What the rest of government can learn from DISA's RPA pilot

The Defense Information Systems Agency found that greater numbers of specialized bots could give it more flexibility in addition to saving time and increasing accuracy.

The Department of Defense is in the midst of an audit that requires it to have its 2017 financial statements ready and reviewable. For an agency with a budget topping $500 billion, this is a massive task.

The preparation process is time consuming, according to Barbara Crawford, the chief of the Defense Information Systems Agency’s Accounting and Readiness Division.

“We have a multitude of systems in DOD, and our folks were having to go into each of them and pull out specific information … before we could even start the analysis we needed to support the audit,” she said in an interview.

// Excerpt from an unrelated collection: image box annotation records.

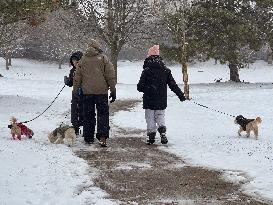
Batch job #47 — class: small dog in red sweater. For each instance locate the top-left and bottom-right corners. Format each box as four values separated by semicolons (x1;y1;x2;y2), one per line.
8;117;34;140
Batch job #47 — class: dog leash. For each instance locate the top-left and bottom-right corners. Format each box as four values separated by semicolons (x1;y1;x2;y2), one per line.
191;100;236;118
20;85;66;124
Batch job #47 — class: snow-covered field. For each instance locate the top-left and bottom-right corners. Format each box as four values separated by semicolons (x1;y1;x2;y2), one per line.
0;59;115;205
114;59;273;200
0;59;273;205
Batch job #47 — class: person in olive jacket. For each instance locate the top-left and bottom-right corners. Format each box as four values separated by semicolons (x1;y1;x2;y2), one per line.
65;51;83;135
137;45;186;144
73;39;116;147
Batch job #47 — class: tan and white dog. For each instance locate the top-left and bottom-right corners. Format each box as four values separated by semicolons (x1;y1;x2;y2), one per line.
48;125;76;147
234;115;262;139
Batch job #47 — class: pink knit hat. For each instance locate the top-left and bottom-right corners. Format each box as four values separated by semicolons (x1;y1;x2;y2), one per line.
148;45;159;57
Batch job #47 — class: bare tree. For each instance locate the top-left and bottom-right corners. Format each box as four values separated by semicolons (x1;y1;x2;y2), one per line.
0;18;26;70
79;0;150;78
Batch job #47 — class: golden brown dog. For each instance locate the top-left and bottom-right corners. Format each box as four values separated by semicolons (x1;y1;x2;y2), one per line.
48;125;76;147
8;117;34;140
234;115;262;139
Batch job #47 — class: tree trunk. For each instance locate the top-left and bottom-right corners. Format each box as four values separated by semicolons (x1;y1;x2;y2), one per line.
59;61;62;69
8;55;11;66
228;63;241;82
267;52;273;65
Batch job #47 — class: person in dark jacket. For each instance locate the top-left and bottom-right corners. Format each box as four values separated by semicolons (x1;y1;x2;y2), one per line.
65;51;83;135
137;45;186;144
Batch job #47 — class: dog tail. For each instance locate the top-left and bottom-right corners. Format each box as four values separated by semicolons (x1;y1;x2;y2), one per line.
255;117;262;123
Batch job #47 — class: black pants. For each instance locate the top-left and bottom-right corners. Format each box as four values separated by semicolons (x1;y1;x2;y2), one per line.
71;94;83;128
83;94;110;142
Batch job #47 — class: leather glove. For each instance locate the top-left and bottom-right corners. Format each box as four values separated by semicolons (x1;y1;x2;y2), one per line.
179;95;187;102
109;90;117;103
64;76;68;85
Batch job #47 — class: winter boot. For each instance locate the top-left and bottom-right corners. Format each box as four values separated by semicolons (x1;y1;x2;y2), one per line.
73;126;80;136
99;137;107;147
147;132;156;145
158;126;168;144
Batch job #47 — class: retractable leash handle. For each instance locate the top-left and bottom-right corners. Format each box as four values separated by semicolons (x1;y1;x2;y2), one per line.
191;100;236;118
19;85;66;124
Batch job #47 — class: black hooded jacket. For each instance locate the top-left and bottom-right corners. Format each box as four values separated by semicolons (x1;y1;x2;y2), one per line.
66;51;83;87
137;56;186;110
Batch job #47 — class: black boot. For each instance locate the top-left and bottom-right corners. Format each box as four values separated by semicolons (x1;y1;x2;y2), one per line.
74;127;80;136
158;126;168;144
147;132;156;145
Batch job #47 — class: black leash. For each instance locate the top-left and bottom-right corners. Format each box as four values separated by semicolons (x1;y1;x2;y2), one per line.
20;85;66;124
191;100;236;118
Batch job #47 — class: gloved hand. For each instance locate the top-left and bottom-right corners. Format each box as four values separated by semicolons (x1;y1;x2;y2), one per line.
179;95;187;102
64;76;68;85
109;89;117;103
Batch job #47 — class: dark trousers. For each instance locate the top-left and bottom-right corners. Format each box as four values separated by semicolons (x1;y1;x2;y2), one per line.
71;94;83;128
83;94;110;142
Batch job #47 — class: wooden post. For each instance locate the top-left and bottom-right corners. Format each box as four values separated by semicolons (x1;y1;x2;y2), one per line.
181;32;190;99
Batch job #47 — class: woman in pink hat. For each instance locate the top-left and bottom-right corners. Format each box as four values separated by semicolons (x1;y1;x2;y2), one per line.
137;45;186;145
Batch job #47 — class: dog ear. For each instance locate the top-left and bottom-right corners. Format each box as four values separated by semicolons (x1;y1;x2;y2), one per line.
10;116;17;123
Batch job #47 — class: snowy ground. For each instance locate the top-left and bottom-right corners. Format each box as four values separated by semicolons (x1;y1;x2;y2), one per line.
0;60;114;205
0;59;273;205
114;59;273;200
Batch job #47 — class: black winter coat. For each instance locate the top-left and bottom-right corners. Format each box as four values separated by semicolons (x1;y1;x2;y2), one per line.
66;66;76;87
137;56;186;110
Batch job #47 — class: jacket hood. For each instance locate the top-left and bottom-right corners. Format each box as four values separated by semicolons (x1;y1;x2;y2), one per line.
147;45;159;57
85;39;103;57
70;51;83;67
143;55;165;69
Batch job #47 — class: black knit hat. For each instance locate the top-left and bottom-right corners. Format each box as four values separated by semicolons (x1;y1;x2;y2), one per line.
70;51;83;66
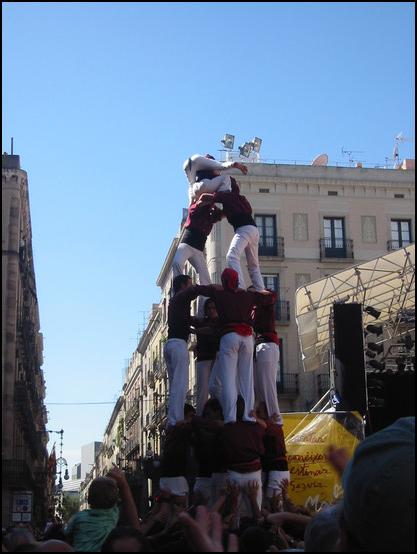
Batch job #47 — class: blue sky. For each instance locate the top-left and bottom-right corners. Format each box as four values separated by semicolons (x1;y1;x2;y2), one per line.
2;2;415;472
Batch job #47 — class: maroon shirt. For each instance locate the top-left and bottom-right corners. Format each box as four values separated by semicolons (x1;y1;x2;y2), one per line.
220;421;265;473
198;284;274;335
261;421;288;471
161;423;192;477
191;417;224;477
213;178;256;231
254;292;279;344
181;201;222;252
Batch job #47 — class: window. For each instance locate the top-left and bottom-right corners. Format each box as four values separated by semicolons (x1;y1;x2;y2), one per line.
255;215;277;256
391;219;411;248
323;217;346;258
262;275;279;292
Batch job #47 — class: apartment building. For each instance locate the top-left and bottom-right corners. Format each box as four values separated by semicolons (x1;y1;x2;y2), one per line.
2;154;51;527
119;160;415;454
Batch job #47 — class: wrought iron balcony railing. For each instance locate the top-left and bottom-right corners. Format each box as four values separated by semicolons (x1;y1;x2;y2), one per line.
387;240;411;252
277;373;299;395
258;237;285;258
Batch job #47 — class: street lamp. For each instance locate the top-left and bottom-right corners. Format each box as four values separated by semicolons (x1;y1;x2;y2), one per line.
47;429;69;518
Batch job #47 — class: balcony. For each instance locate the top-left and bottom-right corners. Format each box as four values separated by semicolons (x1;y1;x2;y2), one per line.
317;373;330;398
275;300;290;325
152;403;168;425
277;373;299;395
125;438;139;458
320;238;353;261
2;459;35;488
387;240;411;252
258;237;285;259
153;360;166;380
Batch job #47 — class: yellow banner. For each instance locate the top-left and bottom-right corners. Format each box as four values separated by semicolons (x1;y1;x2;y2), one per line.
282;412;364;511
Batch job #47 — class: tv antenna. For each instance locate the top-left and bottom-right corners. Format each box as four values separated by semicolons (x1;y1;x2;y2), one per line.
392;131;411;169
342;146;364;163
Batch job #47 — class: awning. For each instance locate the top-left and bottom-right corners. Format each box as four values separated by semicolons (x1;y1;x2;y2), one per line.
295;244;415;371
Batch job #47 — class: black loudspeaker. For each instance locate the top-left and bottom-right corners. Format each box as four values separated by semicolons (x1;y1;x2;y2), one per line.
333;304;367;415
368;371;415;434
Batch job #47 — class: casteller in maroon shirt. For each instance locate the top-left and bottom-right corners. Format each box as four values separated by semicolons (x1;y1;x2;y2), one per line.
181;198;222;252
198;284;273;336
220;421;265;473
250;291;279;344
213;177;257;231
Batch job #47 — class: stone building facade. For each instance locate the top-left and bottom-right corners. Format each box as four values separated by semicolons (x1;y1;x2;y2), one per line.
2;154;48;527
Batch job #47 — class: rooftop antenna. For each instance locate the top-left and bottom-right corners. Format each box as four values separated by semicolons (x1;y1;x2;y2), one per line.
342;146;364;164
392;131;411;169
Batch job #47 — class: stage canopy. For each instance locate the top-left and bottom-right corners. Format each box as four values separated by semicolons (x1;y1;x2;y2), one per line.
295;244;415;371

DISA starting looking for help from robotic process automation, which mimics and automates the highly repetitive tasks humans do on a computer or network. Last year, DISA piloted a few bots that automated different steps in the audit process. It celebrated the pilot's conclusion with a human-vs-bot race to pull documents required for an audit. In 15 minutes, the human pulled two items, while the bot pulled 150.

One of the pilot bots pulled supporting documentation to help analysts determine the cost of different assets. The bot would tap into various systems, including accounting, contracting, vendor invoice storage and workflow management for the required data.  Because the pilot bot was designed to collect and organize data from several specific systems, analysts who needed only part of information – just invoices, for example -- had to manually extract what they needed. 

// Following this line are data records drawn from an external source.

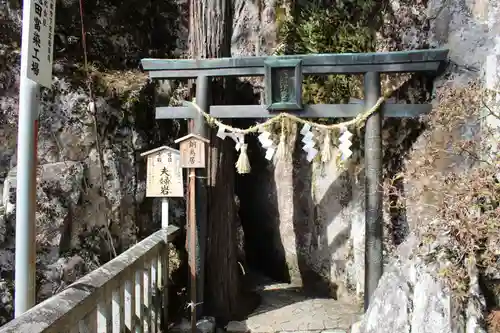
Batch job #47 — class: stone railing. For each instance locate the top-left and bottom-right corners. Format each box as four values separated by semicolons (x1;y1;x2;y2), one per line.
0;226;177;333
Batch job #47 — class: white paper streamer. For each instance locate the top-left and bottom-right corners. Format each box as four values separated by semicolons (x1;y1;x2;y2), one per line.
266;147;276;161
339;129;352;161
300;124;311;135
217;125;229;140
307;147;318;162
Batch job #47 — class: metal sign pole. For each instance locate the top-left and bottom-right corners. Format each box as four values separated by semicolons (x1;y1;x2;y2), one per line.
14;1;40;317
188;169;198;333
14;0;56;317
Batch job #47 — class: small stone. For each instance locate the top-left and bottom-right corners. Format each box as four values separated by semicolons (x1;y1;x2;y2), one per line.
196;317;215;333
226;321;250;333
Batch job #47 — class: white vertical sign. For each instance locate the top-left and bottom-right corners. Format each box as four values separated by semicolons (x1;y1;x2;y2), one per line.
22;0;56;88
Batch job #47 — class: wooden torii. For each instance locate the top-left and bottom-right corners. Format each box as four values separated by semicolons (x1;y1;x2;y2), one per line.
142;49;448;312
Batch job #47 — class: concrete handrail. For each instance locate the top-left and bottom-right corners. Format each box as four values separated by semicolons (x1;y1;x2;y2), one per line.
0;226;178;333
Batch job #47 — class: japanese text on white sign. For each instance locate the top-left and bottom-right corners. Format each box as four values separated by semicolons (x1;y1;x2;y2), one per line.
24;0;56;88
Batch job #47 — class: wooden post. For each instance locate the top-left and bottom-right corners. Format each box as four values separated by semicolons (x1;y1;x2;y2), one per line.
187;169;198;333
364;72;384;311
193;76;211;319
175;134;209;333
141;146;184;330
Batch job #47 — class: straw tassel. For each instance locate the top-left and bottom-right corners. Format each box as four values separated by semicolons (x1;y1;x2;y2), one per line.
321;131;332;163
276;119;286;160
236;139;251;174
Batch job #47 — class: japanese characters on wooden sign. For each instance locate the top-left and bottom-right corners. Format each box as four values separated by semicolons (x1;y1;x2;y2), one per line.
175;134;209;169
141;146;184;197
23;0;56;88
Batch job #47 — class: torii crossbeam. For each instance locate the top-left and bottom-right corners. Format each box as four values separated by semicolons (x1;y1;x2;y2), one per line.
142;50;448;309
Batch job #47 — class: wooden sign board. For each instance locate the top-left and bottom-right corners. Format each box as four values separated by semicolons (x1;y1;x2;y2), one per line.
141;146;184;198
175;134;209;169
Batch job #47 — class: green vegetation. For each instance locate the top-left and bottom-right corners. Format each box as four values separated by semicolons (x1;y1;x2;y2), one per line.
277;0;378;103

One lesson DISA learned from the RPA pilot was that segmenting the bot programs into discrete tasks could increase the efficiency of a process.

“We have discovered that we could actually take some of the processes we developed, and if we broke them up into smaller processes they would be more useful to us,” Crawford  said.

By having a bot that worked only with accounting system or vendor invoices would allow for more flexibility, she added.

The bots at DISA are currently running at night on laptops, so information is waiting for people in the morning. But DISA is looking at moving them into a more unattended setting on the network.

The agency also wants to give the bots their own credentials – in the pilot the bot worked under the derived credentials of a human employee. Getting individual credentialing for the bots is “one of our primary objectives as we expand this program” and will allow the bots to run on their own … but "it is a heavy lift,” Crawford said.

“We’re relying heavily on our risk management folks to make sure that whatever we put in place has the appropriate security in it and around it," she said. "Obviously, we don’t want to create a problem with this process.”